Wednesday, June 29, 2011

BBQ hamburgers with kale potatoes; garlic scape pesto

Last night Kenneth made hamburgers for the new barbecue with meat share ground beef, herbs from the garden, and some chopped garlic scape thrown in. He also made tinfoil packages of Taproot's new potatoes and some kale, tossed in a bit of olive oil. They were very good - better than I expected - since some of the kale crisped up and the flavour complemented the potatoes very well.

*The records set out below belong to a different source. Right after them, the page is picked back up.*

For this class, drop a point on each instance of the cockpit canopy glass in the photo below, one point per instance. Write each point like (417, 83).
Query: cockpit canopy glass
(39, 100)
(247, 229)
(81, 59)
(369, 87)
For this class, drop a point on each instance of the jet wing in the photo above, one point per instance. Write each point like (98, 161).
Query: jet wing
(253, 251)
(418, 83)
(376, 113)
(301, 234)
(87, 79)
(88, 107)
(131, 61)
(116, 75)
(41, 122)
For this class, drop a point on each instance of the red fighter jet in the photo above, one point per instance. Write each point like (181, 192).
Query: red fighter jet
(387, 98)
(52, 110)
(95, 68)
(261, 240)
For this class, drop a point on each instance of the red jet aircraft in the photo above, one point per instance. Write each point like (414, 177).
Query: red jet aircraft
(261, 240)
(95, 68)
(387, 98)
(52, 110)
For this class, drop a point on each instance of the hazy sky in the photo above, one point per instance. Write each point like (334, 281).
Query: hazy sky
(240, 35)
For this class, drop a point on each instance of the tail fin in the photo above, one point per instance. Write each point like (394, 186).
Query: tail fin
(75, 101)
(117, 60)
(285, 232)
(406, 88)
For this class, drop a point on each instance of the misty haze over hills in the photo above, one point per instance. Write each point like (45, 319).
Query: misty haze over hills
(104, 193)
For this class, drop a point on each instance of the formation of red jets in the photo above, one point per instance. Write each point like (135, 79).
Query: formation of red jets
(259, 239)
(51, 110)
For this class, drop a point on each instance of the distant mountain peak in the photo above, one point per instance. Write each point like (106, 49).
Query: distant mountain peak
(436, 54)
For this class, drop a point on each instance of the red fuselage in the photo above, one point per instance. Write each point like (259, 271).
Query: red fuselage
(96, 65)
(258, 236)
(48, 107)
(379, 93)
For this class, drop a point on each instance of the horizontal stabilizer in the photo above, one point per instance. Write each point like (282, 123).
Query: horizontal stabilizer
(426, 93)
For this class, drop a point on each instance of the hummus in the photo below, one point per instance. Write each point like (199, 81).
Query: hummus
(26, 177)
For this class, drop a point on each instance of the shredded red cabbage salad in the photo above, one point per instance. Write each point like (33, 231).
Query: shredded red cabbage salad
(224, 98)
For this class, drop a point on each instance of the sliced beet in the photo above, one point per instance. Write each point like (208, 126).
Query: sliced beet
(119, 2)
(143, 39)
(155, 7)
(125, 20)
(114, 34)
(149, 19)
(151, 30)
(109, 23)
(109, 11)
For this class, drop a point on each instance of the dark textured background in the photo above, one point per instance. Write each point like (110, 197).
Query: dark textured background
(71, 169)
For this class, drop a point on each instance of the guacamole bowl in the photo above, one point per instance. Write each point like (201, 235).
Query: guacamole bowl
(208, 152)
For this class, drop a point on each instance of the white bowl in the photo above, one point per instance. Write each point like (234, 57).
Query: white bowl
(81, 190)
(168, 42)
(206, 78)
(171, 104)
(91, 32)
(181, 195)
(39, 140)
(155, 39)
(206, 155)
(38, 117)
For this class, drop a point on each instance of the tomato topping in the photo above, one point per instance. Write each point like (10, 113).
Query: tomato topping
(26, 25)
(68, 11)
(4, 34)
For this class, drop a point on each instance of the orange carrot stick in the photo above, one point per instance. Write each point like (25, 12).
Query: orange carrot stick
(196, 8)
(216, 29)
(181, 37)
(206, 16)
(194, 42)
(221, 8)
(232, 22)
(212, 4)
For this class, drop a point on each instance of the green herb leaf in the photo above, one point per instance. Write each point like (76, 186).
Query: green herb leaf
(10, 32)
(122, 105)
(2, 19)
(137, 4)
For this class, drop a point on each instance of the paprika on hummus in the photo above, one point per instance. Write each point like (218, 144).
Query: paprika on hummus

This evening I tried making garlic scape pesto. I looked up a bunch of recipes on the net, but they all seemed pretty 'by-guess-and-by-golly' type recipes, so I just chopped up all the scapes, threw in some pecans (the recipes I saw had walnuts or almonds, but Kenneth is allergic to raw versions of both), a bit of salt, lemon juice (maybe 1/4 cup) and enough olive oil that my blender didn't seize up when trying to chop things. Tossed it with pasta, served it with a salad and some grilled halloumi (an *awesome* cheese you can cook on the BBQ - you can get it at Pete's Frootique).

The pesto was alright but I found it a bit too raw-garlicky for my taste. You couldn't really taste the pecans at all. But Ria loved it! We made enough to freeze it in ice-cube trays, but I think in the future I'll mix it with basil pesto, or else just use it as a rub on chicken or something.

Fresh strawberries with ice cream for dessert. Can't be beat.